Special Reports

First look at Zina suspect

Members of Zina Linnik’s family sat quietly in the front row of Pierce County Courtroom 560 on Thursday. Behind them and flanked by relatives and friends was a young woman who seven years ago endured a savage rape at the hands of a stranger who plucked her from the street as she walked to her Tacoma middle school.

Along the walls swarmed reporters and camera crews, detectives and curious attorneys.

They’d all come to catch a glimpse of Terapon Dang Adhahn.

Prosecutors have charged him with raping two school-age girls since 2000, and police have named him as the suspect in the death of 12-year-old Zina, who disappeared from behind her Hilltop home on July 4 and was found dead in East Pierce County eight days later.

Just after 1:30 p.m., Adhahn shuffled into court in an orange jail uniform and shackles to enter pleas in the three cases he’s been charged in so far.

Escorted by tall corrections officers, Adhahn looked smaller than his 5-foot-4 frame and sported a wispy beard and mustache.

The 42-year-old handyman and tow-truck driver spoke softly to his two court-appointed attorneys during his arraignment, but his words weren’t loud enough to be heard in the gallery.

Public defender Richard Whitehead asked Superior Court Judge John Hickman to enter not guilty pleas on Adhahn’s behalf to the following charges: four counts of first-degree rape, three counts of second-degree rape, three counts of third-degree child rape and one count each of kidnapping and failure to register as a sex offender.

Hickman accepted the pleas and set a pretrial conference for Aug. 7.

Deputy prosecutor Mary Robnett then asked Hickman to set high bail in each case: $1 million in the 2000 kidnapping and rape of the Gault Middle School then-11-year-old girl; $1 million more in the alleged repeated rapes of a school-age girl who lived with Adhahn for several years; and $25,000 more in the failure-to-register-as-a-sex-offender case.

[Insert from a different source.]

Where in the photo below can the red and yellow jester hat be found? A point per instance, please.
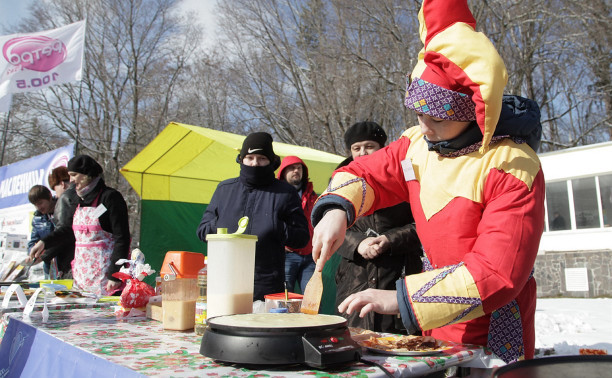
(455, 64)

“We do believe he poses a significant risk to the community and is a flight risk,” Robnett told Hickman.

Whitehead did not object to the bail amounts, so Hickman imposed them all: $2,025,000 in total. The judge also ordered Adhahn not to have unsupervised contact with children should he make bail.

Corrections officers then led him back to jail, where sheriff’s spokesman Ed Troyer said he was being held in isolation.

After court, the mother and two sisters of the Gault victim met with members of the news media in the first-floor lobby of the County-City Building in Tacoma.

Nancy Rasmussen described her daughter as “a really strong little girl.”

“She wanted to see him and she wants to address the court at trial,” Rasmussen said. “She’s mad more than anything, and she’s upset over Zina.”

The victim declined to meet with reporters.

Deputy prosecutor Ed Murphy reiterated Thursday that his office was still working on the Zina case and had no plans this week to charge Adhahn in her death.

Zina’s family left court without comment, as did two women thought to be relatives or friends of Adhahn.

But some people did speak on his behalf Thursday.

Candace Richmond and her father, Kenneth Richmond, contacted The News Tribune to talk about the man they knew for nearly six years, a man with whom they’d eaten Thanksgiving dinner, gone bowling and shared good times.

“He called me his brother. I called him my brother,” said Kenneth Richmond, 52.

The family met Adhahn and the girl he called his daughter – the girl who says he raped her as many as 200 times – when he worked as a tow-truck driver where Kenneth Richmond’s wife served as a dispatcher.

Richmond said he’d never seen the girl unhappy. About two years ago, Adhahn and the girl “dropped off the face of the Earth,” he said.

“In my wildest dreams, I wouldn’t have believed this,” said Richmond, who said he’s been cooperating with detectives since Adhahn’s arrest.